The fall of the Soviet regime with oil prices
For Russia, the world's second-largest exporter, oil and gas have been both a strength and a weakness since the Soviet Union discovered one of the world's largest hydrocarbon basins in Western Siberia in the decades after World War II.
For decades, high oil prices allowed the Kremlin to cushion the effects of a falling economy and spend money on political campaigns abroad, such as supporting governments from Cuba to Angola or Vietnam.
When prices fell, the economy went downhill, with spectacular geopolitical consequences, such as the 1991 collapse of the Soviet Union.

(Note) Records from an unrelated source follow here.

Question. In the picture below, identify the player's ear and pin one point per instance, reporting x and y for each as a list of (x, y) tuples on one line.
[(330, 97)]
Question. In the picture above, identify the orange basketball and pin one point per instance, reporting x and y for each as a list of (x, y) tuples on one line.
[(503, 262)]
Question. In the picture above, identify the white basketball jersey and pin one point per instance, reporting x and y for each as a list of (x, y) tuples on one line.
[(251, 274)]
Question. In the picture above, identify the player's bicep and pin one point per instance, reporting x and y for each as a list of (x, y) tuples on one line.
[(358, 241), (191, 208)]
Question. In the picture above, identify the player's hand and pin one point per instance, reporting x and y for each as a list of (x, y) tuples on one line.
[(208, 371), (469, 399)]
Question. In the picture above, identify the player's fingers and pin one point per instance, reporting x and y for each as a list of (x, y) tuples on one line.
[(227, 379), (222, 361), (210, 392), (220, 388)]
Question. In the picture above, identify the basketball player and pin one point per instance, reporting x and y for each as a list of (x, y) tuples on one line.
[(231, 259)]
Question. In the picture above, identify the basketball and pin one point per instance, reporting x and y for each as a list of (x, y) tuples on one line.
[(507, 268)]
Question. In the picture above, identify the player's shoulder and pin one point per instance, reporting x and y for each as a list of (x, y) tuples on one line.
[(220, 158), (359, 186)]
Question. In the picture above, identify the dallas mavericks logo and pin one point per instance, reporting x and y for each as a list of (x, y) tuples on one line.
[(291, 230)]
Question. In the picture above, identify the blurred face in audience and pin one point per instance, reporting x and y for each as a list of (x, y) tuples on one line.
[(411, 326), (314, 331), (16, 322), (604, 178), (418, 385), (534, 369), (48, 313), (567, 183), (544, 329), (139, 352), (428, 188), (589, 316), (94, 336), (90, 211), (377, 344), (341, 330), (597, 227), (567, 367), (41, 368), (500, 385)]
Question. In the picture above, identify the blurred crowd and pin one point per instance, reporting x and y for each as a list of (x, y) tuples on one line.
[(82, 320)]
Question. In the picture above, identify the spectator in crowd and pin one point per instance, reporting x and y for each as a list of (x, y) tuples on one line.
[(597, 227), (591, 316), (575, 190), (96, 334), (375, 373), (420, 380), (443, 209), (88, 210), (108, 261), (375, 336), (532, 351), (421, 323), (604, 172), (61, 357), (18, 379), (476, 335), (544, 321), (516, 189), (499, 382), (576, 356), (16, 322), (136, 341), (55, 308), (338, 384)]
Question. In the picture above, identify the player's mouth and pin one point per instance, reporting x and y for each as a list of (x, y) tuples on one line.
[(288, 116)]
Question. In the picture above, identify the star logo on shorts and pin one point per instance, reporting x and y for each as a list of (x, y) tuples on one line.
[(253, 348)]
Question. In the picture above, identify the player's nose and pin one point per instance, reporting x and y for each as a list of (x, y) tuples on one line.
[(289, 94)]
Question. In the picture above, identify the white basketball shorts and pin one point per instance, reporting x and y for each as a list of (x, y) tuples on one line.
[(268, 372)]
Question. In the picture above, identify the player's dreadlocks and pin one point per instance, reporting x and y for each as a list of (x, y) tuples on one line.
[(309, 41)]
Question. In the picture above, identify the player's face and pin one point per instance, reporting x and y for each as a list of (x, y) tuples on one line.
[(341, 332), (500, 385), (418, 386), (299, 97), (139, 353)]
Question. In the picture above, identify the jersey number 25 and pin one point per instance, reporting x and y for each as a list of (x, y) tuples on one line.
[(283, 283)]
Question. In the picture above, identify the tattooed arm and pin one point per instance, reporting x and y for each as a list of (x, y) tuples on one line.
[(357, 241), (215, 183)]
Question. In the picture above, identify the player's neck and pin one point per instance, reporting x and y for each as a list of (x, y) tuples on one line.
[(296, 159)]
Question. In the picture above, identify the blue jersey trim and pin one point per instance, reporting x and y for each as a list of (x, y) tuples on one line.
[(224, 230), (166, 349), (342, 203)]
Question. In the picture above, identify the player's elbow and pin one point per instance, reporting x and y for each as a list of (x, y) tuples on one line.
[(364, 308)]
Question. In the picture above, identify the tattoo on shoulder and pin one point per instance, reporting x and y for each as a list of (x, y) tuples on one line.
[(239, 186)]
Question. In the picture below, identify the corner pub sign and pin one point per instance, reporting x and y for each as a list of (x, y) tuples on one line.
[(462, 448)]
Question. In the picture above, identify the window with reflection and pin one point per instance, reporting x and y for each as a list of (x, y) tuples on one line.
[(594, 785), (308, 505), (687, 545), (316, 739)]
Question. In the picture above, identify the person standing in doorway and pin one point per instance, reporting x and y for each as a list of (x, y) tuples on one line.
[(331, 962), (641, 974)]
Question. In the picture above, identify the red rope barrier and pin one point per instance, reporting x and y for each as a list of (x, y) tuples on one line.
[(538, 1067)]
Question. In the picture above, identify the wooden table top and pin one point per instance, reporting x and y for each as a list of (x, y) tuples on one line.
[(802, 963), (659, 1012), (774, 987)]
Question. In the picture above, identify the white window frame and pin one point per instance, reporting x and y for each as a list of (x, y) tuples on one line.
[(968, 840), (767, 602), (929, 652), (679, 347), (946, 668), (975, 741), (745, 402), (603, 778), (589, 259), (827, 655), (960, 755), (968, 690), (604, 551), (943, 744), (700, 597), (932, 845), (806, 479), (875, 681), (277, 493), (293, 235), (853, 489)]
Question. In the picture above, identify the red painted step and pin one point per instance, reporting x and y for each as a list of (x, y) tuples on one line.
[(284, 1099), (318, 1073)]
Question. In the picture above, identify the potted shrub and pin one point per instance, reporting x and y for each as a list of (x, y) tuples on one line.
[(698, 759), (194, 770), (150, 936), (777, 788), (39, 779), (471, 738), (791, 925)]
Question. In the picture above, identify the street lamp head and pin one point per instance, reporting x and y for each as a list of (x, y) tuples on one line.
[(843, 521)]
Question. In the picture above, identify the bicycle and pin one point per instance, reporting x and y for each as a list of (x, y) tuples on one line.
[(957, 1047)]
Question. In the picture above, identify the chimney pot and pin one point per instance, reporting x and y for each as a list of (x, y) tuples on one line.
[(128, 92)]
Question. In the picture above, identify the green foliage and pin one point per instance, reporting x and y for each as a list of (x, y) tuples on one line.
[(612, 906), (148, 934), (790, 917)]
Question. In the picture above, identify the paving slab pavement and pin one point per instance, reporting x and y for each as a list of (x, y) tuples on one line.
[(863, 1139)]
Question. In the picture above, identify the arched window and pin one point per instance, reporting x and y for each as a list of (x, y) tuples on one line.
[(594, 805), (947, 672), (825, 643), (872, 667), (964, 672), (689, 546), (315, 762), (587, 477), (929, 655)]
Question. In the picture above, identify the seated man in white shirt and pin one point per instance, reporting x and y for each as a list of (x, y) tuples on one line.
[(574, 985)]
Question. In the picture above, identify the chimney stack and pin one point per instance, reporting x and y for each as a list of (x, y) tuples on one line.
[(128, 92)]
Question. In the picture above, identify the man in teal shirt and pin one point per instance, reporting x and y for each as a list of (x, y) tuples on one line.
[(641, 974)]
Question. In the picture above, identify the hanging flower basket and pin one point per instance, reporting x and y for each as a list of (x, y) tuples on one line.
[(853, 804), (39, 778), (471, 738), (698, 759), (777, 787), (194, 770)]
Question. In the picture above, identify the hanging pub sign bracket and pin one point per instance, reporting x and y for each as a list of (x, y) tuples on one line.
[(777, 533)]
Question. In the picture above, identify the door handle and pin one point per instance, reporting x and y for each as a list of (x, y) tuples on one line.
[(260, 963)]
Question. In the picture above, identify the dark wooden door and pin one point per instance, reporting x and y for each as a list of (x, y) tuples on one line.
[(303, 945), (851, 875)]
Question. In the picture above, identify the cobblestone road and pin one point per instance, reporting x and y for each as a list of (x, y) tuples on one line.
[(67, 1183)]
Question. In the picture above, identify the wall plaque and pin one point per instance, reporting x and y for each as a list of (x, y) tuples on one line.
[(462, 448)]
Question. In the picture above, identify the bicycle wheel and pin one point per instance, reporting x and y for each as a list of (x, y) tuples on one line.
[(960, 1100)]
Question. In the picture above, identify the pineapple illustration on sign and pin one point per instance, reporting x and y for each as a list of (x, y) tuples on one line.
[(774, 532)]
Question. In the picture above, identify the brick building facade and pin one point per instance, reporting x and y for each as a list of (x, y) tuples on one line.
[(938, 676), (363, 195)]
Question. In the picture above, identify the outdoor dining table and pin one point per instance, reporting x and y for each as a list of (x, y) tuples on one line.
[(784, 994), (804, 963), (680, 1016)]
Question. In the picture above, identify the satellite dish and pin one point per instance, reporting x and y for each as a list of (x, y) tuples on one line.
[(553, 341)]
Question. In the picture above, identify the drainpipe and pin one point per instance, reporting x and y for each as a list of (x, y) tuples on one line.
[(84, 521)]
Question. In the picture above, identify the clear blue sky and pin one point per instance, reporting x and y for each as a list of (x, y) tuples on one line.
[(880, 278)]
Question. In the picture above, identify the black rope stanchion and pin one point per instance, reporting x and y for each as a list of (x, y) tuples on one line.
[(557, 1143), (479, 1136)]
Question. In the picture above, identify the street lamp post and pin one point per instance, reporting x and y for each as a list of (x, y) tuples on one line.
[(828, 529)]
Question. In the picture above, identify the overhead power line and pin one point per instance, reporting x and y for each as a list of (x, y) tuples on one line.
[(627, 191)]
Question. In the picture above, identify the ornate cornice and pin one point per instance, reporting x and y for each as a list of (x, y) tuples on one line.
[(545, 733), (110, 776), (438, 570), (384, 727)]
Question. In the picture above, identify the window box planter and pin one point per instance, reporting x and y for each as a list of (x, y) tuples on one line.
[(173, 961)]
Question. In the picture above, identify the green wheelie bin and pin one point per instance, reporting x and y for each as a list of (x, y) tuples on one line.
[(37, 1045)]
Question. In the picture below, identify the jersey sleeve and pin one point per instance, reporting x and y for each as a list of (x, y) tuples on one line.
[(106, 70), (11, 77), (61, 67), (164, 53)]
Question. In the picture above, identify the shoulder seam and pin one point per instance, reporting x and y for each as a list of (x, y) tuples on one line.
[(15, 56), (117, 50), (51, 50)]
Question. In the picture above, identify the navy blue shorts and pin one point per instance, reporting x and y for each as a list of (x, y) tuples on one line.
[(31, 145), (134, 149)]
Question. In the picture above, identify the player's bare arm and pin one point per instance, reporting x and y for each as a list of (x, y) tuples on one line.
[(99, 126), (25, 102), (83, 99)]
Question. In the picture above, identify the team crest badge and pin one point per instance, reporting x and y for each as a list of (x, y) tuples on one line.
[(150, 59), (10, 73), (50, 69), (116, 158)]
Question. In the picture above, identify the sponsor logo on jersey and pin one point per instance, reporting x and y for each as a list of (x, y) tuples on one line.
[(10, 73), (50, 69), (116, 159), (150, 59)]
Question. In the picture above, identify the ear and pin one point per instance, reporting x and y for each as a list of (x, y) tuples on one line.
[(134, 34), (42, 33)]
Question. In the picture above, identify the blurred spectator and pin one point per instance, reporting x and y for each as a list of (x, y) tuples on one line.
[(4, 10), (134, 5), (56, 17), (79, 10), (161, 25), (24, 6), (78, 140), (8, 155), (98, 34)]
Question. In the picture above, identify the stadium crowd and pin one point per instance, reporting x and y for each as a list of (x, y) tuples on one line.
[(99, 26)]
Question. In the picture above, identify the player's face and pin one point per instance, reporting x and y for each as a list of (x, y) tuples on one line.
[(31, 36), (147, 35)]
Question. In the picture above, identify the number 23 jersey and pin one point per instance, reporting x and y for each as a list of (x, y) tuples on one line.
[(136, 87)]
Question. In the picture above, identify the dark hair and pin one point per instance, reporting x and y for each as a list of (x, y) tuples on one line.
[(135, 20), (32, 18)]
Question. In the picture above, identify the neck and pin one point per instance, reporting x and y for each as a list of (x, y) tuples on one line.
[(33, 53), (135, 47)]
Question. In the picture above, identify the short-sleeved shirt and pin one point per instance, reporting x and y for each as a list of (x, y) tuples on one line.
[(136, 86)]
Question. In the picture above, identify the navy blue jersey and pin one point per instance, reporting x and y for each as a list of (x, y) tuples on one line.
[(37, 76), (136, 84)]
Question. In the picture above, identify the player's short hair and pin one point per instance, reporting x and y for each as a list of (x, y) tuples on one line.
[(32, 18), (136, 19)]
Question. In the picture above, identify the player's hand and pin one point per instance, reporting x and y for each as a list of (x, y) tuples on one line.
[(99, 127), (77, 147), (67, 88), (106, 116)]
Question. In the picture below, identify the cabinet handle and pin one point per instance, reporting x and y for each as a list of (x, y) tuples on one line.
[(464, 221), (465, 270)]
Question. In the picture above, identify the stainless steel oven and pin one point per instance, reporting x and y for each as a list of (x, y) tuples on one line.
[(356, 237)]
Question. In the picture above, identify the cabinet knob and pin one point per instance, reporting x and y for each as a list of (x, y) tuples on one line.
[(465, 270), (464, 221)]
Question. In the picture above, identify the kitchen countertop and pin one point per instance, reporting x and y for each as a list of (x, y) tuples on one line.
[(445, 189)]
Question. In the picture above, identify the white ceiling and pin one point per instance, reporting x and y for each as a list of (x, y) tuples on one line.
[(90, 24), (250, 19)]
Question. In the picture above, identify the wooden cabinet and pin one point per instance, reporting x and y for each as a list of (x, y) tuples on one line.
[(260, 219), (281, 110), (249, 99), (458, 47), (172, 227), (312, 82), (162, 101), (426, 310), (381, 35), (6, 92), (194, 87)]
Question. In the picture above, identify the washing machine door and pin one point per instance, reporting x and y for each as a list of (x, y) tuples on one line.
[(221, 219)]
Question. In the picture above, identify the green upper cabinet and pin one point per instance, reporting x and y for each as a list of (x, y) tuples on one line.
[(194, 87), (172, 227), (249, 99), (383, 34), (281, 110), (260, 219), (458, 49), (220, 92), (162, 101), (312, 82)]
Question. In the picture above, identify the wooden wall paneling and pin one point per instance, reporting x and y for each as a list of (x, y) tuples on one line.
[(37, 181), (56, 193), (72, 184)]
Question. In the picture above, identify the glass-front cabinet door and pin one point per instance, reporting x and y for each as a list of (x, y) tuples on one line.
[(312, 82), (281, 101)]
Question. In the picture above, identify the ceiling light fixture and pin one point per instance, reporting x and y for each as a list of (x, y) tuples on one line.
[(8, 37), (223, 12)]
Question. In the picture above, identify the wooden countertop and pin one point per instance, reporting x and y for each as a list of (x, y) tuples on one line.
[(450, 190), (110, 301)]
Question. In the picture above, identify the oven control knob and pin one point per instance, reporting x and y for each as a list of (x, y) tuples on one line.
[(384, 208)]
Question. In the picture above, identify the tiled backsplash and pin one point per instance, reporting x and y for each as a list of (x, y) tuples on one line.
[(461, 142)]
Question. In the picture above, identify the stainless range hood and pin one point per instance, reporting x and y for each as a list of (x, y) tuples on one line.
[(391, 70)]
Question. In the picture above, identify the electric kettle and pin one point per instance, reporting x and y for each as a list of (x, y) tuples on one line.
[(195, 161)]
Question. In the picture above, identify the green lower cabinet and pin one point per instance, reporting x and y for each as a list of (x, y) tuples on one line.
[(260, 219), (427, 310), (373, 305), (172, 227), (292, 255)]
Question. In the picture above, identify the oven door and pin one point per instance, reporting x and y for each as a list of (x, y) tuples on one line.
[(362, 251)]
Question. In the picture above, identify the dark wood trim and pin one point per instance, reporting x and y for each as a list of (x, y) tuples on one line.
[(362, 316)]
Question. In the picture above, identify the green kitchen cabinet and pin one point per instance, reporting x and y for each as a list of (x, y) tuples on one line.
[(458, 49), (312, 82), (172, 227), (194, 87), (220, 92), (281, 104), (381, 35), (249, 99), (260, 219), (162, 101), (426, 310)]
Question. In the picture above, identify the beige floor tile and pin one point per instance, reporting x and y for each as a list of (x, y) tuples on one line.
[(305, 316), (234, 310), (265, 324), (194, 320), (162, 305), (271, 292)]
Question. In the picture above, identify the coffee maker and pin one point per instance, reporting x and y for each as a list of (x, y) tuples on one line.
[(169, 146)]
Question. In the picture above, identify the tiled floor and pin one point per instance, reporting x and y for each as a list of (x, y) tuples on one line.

The collapse of oil prices in the 1980s made it impossible for the Soviet Union to compete with the United States in the arms race. Financial problems worsened and led to the collapse of the Soviet Union, an event that Putin has repeatedly described as a tragedy.
Oil prices are currently around $70 per barrel, a comfortable level for Russia, whose budget assumes an oil price of $69.7 per barrel.
Since 1991, Moscow has experienced several financial shocks due to low oil prices. In 1998, it defaulted on its foreign debt after prices fell to $10 per barrel.
In 2008, Moscow had to tap its fiscal and reserve buffers to stabilize the economy and curb unemployment after oil prices plummeted due to problems in the US real estate sector.
Oil prices have also fallen sharply over the past 15 years, including during the coronavirus pandemic, but the short-term nature of the downturn has not seriously tested the Kremlin's resilience.
Earlier this month, Putin spoke with Saudi Arabia's influential Crown Prince Mohammed bin Salman and emphasized the “significance” of the OPEC+ oil deal for the stability of the global oil market.
“The commitment of Russia and Saudi Arabia to comply with the obligations assumed in "OPEC Plus" was emphasized,” the transcript of the phone call reads.
According to the International Energy Agency (IEA), OPEC's total reserve capacity (unused production that can be put into operation) is about 5.3 million barrels per day, which is close to the volume of Russian oil and fuel exports.
Saudi Arabia has stated that it is able to increase production from the current 9 million barrels per day to a maximum capacity of 12 million barrels per day within a few months.
Most Ukrainians (73%) have a positive view of the collapse of the Soviet Union. In Russia, the situation is almost the opposite: 65% of Russians regret the collapse of the USSR.